New York: US stocks ended a solid quarter with the barest of moves on Thursday, as investors looked ahead to Friday’s US jobs report to provide a catalyst to push indexes to new highs for the year.
After gaining 5.4% in the first quarter, the benchmark S&P 500 hovered near 1,330, a level the index has been unable to break despite several attempts in the past month. A strong payrolls number may tip it over and technical momentum could kick in, lifting stocks further.
“The market has stalled around this area before,” said Jim Paulsen, chief investment officer at Wells Capital Management in Minneapolis. “Unless we get a bad number tomorrow, this market is going to make a run at the year highs.”
Stocks were resilient through the first quarter, hanging tough despite Japan’s earthquake and nuclear crisis and a series of uprisings in North Africa and the Middle East. Friday’s jobs report would confirm investor optimism that a strong US recovery can overcome the global trouble spots.
In March, the Dow industrials outperformed both the S&P 500 and Nasdaq, indicating preference for stronger companies as overseas concerns lingered.
Initial claims for unemployment benefits last week showed the trend of labor market improvement remains intact, but at a slow pace.
The data precedes Friday’s closely watched employment report from the Labor Department, which is expected to show the US economy added 190,000 jobs in March.

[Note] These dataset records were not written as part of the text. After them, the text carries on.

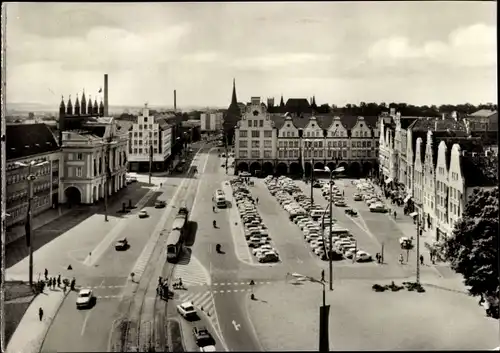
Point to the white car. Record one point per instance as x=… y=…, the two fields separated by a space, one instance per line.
x=85 y=298
x=362 y=256
x=186 y=310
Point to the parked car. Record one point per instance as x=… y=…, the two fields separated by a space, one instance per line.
x=85 y=299
x=187 y=310
x=121 y=244
x=202 y=337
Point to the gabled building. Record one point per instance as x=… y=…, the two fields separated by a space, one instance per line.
x=27 y=143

Daily volume was light again, continuing the week’s pattern. About 6.9 billion shares traded on the New York Stock Exchange, NYSE Amex and Nasdaq, below last year’s estimated daily average of 8.47 billion.
The Dow Jones industrial average dropped 30.88 points, or 0.25%, to 12,319.73. The Standard & Poor’s 500 dipped 2.43 points, or 0.18%, to 1,325.83. The Nasdaq Composite edged up 4.28 points, or 0.15%, to 2,781.07.
For the month, the Dow edged up 0.76%, the S&P shed 0.1% and Nasdaq dipped 0.04%.
That trend also proved true for the entire first quarter, with the Dow rising 6.4%, compared with the S&P’s gain of 5.4% and the Nasdaq’s advance of 4.8%.
Berkshire Hathaway’s class B shares fell 2.1% to $83.63 a day after the resignation of David Sokol, the man widely seen as the leading successor to Warren Buffett to run Berkshire. Sokol resigned after Buffett revealed that Sokol had bought shares in chemical company Lubrizol Corp before pushing Buffett to acquire it.
In an interview on CNBC, Sokol said he did nothing wrong in buying the shares.
Retailers ranked among the worst performers, dragged lower by Carmax Inc, which lost 7.2% to $32.10 after posting fourth-quarter earnings. The S&P Retail index lost 0.76%, while the Morgan Stanley retail index dropped 1.1%.
Advancing stocks outnumbered declining ones on the NYSE by 1,746 to 1,241, while on the Nasdaq, about four stocks rose for every three that fell.